It’s like any other warehouse: Cavernous; utilitarian; lined with disciplined rows of metal shelving. Except then there’s the wooden block of old mailboxes from Thompson Hall. And Ben Thompson’s foot tub. And a collection of canes sported by seniors. And the beanies that freshmen were required to wear.
The storage site on Leavitt Lane is home to relics and even entire collections that have been acquired—mostly through donations from alumni--by the University Museum. It’s where pieces of history are kept under lock and key when not on display.
There are other items of interest: typewriters representing changes in models from year to year; one, attached to a semi-circular wooden base whose keys are rounded like a fan. An early calculator and slide ruler. Farmer Thompson’s surveying equipment. Glass milk bottles stamped “UNH.”
“We are preserving a lot of material here; a lot of history,” says Dale Valena, curator of the UNH Museum.

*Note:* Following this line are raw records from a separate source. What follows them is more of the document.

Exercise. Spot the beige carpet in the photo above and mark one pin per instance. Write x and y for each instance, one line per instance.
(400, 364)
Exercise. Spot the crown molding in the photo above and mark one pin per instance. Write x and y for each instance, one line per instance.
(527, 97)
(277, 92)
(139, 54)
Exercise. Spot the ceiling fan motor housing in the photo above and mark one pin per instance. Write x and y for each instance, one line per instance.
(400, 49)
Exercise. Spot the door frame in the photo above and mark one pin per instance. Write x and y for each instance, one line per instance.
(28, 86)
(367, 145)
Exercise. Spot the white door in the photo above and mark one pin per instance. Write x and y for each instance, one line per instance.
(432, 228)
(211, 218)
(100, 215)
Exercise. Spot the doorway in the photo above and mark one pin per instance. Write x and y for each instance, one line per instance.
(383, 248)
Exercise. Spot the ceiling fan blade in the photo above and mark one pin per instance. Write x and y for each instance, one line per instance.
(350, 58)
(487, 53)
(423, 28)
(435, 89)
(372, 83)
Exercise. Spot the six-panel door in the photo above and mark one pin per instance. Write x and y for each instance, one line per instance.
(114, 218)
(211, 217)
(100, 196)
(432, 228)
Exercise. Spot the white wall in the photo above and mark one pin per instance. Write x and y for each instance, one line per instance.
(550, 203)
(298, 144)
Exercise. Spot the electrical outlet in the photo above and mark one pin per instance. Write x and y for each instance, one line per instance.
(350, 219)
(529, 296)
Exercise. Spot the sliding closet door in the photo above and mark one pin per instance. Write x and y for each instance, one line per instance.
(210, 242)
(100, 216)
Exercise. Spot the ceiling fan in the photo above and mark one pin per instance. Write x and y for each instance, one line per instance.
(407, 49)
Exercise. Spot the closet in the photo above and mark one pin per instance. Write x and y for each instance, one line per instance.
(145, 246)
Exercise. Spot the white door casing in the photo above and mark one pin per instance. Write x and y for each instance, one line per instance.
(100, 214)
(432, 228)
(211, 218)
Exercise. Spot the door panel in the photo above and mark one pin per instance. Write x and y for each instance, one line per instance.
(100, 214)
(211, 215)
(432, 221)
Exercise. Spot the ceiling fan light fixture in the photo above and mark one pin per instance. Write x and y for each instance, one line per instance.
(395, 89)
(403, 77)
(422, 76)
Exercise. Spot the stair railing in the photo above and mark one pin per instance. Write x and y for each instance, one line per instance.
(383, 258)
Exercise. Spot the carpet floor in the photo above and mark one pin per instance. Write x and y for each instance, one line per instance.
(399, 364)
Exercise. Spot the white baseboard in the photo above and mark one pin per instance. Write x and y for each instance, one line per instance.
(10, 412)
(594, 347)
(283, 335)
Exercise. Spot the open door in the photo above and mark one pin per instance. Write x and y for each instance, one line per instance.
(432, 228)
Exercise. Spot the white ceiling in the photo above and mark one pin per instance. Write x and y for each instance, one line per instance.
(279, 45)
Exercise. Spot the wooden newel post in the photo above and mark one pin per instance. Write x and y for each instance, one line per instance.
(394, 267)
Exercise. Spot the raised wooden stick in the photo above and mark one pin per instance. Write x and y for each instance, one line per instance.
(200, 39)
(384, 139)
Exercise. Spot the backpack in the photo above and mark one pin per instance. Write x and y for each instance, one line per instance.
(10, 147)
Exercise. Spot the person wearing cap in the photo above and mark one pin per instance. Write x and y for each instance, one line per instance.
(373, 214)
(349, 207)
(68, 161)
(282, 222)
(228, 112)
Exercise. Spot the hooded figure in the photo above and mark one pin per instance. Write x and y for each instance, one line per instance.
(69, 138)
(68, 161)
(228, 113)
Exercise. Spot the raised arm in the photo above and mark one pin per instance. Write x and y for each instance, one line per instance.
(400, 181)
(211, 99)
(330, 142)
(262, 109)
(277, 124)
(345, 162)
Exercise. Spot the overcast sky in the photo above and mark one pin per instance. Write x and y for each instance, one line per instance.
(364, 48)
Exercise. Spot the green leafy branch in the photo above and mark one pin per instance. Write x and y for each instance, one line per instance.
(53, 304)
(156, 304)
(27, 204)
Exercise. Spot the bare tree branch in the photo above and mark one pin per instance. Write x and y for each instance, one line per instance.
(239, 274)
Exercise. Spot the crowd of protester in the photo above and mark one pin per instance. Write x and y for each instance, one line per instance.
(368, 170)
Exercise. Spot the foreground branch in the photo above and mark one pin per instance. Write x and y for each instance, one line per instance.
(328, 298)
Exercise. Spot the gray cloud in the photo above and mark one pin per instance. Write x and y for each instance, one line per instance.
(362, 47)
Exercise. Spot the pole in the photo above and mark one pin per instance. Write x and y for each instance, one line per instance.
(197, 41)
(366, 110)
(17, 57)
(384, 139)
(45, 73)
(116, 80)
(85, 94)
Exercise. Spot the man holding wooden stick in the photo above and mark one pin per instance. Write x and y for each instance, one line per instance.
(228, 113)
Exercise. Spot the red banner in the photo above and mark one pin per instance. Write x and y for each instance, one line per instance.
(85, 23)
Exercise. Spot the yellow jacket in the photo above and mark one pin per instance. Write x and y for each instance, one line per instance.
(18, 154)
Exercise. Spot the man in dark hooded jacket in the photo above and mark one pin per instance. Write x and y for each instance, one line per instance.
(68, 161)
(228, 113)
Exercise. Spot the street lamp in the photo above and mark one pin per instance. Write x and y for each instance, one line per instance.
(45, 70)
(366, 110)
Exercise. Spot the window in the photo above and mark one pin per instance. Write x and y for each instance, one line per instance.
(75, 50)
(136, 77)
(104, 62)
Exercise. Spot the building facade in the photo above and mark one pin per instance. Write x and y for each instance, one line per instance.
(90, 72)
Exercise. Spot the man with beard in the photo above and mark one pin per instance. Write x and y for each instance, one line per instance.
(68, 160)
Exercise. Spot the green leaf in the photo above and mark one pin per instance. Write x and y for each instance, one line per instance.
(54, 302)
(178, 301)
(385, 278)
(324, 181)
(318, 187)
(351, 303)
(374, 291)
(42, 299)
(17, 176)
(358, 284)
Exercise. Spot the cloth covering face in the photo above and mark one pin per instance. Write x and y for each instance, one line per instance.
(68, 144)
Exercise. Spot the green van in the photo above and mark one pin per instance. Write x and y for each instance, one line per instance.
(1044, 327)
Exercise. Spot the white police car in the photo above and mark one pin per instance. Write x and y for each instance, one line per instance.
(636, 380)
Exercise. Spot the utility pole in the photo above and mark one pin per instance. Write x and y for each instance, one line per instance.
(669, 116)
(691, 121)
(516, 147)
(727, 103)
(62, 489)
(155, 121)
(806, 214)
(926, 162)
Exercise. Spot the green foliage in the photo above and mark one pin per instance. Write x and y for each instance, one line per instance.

The collection that she is most excited about today is that of the 600 textile articles--dresses and hoops and bustles and corsets and shoes--dating from 1700 and donated by Irma Bowen, who came to UNH (then called New Hampshire College of Agriculture and the Mechanic Arts) in 1920.
Teaching the history of fashion and dressmaking techniques, Bowen also began collecting samples of the clothing that she used in her classes. By the late 1940s she had amassed more than 600 items of wear from 1700 to the 1930s.
In 2000, the museum featured the exhibit “Tailored to Teach: Highlights from the Irma Bowen Textile Collection.” Textile consultant Astrida Schaeffer, former assistant director of the University Museum of Art, spent a year readying the exhibit.
One item she selected for display was a wedding dress from the 1890s whose label was from a Paris fashion house. Another that looked a bit like a rag was a rare homespun housedress.
“Irma Bowen was more than a home ec teacher, she was a historian,” Valena says.
Her collection is tended with care. Schaeffer, now volunteering with the UNH Museum, is going through the cabinets and boxes one by one, looking at every garment to see that it has the proper support; the right hanger, taking a complete inventory. She is also helping to confirm the age of some pieces.
“I look through old photos to see what was worn when,” Schaeffer says. “I study the fabrics--the folds and the pleats--and the fasteners and the collars and waistbands. I’m somewhat of a textile sleuth.”
Many of the garments are kept in glass-front cupboards. Others are boxed away. Schaeffer and Valena are thinking of doing an exhibit on clothing embellishments. They also are exploring the idea of creating the N.H. Historical Dress Project, working with others in New Hampshire to record a digital inventory of historical garments.
In the meantime, the items will stay stored with the rest of the UNH Museum’s memorabilia, in the warehouse on Leavitt Lane.
The UNH Museum is located on level one of the Dimond Library. It is open Monday through Friday, 10 a.m. to 4 p.m., and Saturday noon to 4 p.m.